The United Kingdom is losing out on 63 billion euros a year as companies struggle to find people with digital skills, said a joint study by Indian IT firm Tata Consultancy Services and London-based Confederation of British Industry.
This could jeopardize the UK's competitiveness, deter investment and limit people's ability to make the most of the opportunity technology brings, the study said.
“ln today’s digital economy, there are two key focuses for sustainable talent development: encouraging students to understand what it takes to pursue a successful career in technology, and giving employees the best possible training opportunities," said Shankar Narayanan, VP and country head at TCS’ UK and Ireland division.
The report said that two-thirds (67%) of companies across the UK have digital vacancies. One in five firms is unable to find employees with basic computer skills - including writing documents and using spreadsheets.

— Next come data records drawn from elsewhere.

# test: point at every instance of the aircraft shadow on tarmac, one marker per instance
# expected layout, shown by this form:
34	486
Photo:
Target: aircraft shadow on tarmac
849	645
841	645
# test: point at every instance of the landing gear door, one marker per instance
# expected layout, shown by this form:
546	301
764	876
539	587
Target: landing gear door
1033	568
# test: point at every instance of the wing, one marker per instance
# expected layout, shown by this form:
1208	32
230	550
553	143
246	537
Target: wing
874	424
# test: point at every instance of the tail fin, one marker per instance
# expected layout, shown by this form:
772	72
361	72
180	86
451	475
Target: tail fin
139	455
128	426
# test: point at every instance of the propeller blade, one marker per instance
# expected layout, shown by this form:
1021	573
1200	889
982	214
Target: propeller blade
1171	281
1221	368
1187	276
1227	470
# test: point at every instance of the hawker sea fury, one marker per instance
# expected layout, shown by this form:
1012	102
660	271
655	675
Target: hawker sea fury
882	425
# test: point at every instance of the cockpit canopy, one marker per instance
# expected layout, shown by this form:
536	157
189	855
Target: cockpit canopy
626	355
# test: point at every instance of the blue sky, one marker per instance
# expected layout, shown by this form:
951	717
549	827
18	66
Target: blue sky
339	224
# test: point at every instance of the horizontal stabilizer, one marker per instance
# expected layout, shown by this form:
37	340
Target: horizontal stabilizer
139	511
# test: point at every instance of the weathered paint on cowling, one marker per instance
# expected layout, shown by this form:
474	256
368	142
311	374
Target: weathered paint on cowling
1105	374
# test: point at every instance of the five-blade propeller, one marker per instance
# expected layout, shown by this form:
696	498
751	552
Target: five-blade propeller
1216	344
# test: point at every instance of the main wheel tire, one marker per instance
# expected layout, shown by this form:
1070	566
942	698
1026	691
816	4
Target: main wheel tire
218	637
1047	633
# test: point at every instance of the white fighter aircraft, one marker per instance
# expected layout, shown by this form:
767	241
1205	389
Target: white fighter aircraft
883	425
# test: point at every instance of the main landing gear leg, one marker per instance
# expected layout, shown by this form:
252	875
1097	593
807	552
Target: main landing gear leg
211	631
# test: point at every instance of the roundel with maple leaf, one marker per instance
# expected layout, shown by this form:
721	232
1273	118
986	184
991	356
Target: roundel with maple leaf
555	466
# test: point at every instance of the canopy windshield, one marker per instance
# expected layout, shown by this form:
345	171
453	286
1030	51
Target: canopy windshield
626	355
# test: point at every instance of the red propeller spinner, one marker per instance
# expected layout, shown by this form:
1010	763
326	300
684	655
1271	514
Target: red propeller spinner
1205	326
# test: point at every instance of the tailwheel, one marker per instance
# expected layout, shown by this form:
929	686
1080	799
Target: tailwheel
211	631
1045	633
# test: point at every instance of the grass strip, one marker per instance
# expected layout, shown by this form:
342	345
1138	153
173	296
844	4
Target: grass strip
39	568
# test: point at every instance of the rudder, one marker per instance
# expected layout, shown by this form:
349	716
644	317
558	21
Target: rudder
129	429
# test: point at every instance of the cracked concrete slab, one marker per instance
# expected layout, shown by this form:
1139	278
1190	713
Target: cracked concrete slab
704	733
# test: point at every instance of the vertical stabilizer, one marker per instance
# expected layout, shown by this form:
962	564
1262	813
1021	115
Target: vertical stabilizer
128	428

Advanced digital skills are in greater demand in all sectors, with 55% of larger firms reporting challenges in recruiting software engineers and 61% struggling to hire data analysts, it said.
"TCS is focused on developing STEM skills in communities all around the UK. Our skills programmes like digital explorers, which help children connect day-to-day interactions with consumer technology to the lT tools and skills which power them, are helping to grow the UK's digital talent pool," added Narayanan.
According to the report, which surveyed 250 companies, the majority of companies are taking action to tackle their digital skills shortages, with 56% of businesses confident they are spending enough on addressing their needs.
But in reality, almost half of businesses (46%) are fishing in the same pool, by trying to hire outside of their organizations as the main way to access the digital skills they need.
"Digital skills are absolutely fundamental to getting people ready for the future of work and helping companies make the most of the opportunities technology brings. It’s essential we tackle the UK's digital skills crunch now to remain internationally competitive and promote the UK as the number one place for businesses to invest," said Matthew Fell, chief UK policy director, CBl.
Fell also said that CBI had made a few recommendations to companies. These include the government setting an ambitious target for the entire UK workforce, businesses understanding their digital skills needs and coordinating with local policymakers.